My latest acquisition is a large (1500 stamp) collection of Russian fiscals, vignettes and bus tickets. Though sold at a fancy auction with a fancy name attached, it's basically a schoolboy collection, the large album pages filled with stamps, often mixed up and none written up. There are a few pencil notes made with a thick pencil. The stamps have been hinged to the pages, and the hinges are often enough on the top of old hinges - or in many cases, on top of  bits of old mint postage stamps cut up and used as hinges. It's a pity because there are some rare stamps present. I will show you some pictures when I have solved my problems with Windows 10 - today it tells me I don't have enough memory to do what I used to be able to do every day before I upgraded. I have concluded that it is a virus, designed to make me replace my computer and scanner and printer and ... I think it will succeed.
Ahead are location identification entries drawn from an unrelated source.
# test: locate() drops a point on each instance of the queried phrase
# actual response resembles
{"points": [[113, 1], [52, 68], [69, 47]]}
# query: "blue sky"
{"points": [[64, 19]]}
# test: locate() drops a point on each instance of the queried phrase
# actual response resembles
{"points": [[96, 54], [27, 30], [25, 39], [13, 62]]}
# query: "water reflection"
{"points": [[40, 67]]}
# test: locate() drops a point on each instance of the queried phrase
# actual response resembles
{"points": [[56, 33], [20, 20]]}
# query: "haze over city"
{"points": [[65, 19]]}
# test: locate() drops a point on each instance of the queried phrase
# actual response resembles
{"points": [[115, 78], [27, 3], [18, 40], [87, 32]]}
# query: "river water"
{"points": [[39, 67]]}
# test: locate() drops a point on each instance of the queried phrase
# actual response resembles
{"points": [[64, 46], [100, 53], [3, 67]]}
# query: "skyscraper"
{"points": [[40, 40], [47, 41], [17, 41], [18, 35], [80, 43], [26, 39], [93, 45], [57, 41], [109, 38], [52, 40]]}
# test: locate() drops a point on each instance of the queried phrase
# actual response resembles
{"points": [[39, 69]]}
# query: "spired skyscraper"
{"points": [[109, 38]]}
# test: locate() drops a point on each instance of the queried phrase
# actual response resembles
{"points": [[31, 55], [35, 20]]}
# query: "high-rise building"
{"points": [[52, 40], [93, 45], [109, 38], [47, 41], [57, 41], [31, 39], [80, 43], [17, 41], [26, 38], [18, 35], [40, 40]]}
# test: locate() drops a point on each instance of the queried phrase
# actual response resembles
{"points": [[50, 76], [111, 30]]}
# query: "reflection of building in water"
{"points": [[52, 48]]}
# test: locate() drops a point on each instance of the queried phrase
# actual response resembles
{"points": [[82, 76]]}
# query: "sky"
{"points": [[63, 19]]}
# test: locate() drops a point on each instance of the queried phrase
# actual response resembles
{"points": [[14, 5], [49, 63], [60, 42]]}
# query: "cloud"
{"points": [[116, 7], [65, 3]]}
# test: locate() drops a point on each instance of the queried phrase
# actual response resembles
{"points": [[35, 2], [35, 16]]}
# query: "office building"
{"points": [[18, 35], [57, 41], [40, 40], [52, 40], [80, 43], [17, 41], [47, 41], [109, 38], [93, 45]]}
Anyway, when I look at some of these old stamps, I think there is just one thing I can do to improve them. I never repair stamps but I do wash them. I think that is legitimate because it returns the stamp closer to its original state before collectors got hold of it. More or less, you can get back to the state a stamp was in at the moment the first dealer or collector washed it off an envelope or a document. Unused stamps pose a separate problem: if there is no gum left, then it is reasonable to wash them. But if there is still some gum, it is probably important to retain it. So washing is ruled out.
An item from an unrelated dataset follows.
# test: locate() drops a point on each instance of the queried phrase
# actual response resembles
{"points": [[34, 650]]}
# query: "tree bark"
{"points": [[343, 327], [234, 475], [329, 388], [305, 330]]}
I never wash stamps in batches, always one at a time in small dishes. That way, if the colour of one stamp dissolve  it does not affect the others. I use warm water not hot and I find that very few stamps or cancellations are fugitive at that temperature. Finally, I rinse the stamp in cold water to make sure I get rid of all the dirt and particles of hinge and so on.

Of course, some times you discover more Bad News: a thin in the stamp hidden by a hinge, for example. Or a stamp which breaks into two when the hinges come loose. But most of the time you end up with a stamp with better colour, a more even surface and no accumulation of  stuff on the back which does not belong to the stamp and should never have been  there in the first place.